All business financing scams share a common identifiable theme: the large, non-refundable front fee which the charismatic promoter of the scheme reassures you will be returned after to you after your loan is funded. If you take the bait for such a scheme you will inevitably find that loan or investment will not be forthcoming for one reason or another and that you have no legal recourse against the promoter.
An example of the front fee scam is the “self-liquidating loan”. In this variation, the promoter will tell a prospective borrower that after obtaining some significant amount of money from the borrower that some type of collateral (single-premium whole life policies or zero-coupon treasury bonds are usually cited) will be purchased which will be used to obtain a conventionally amortized bank loan. The borrower is further enticed with the promise of an additional payoff at the end of loan term. The only problem with this scheme is that conventional lenders do not make loans secured in this way. Only after the prospective borrower has been separated from his hard-earned cash does this fact become apparent.
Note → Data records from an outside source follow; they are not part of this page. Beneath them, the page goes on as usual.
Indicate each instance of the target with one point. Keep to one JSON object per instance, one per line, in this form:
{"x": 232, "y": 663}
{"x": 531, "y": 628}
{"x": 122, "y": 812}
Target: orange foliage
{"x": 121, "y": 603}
The best defense against business financing scams is a realization about some common sense facts concerning available sources of funding for new ventures. For unproven business ventures the potential funding sources boil down to the following: Angel Investors, Friends and Family or personal lines of credit. Any other type of financing requires an existing, profitable business with some type viable collateral. Watch out for anyone who tells you something different than this: they are promoting some type of front-fee scam.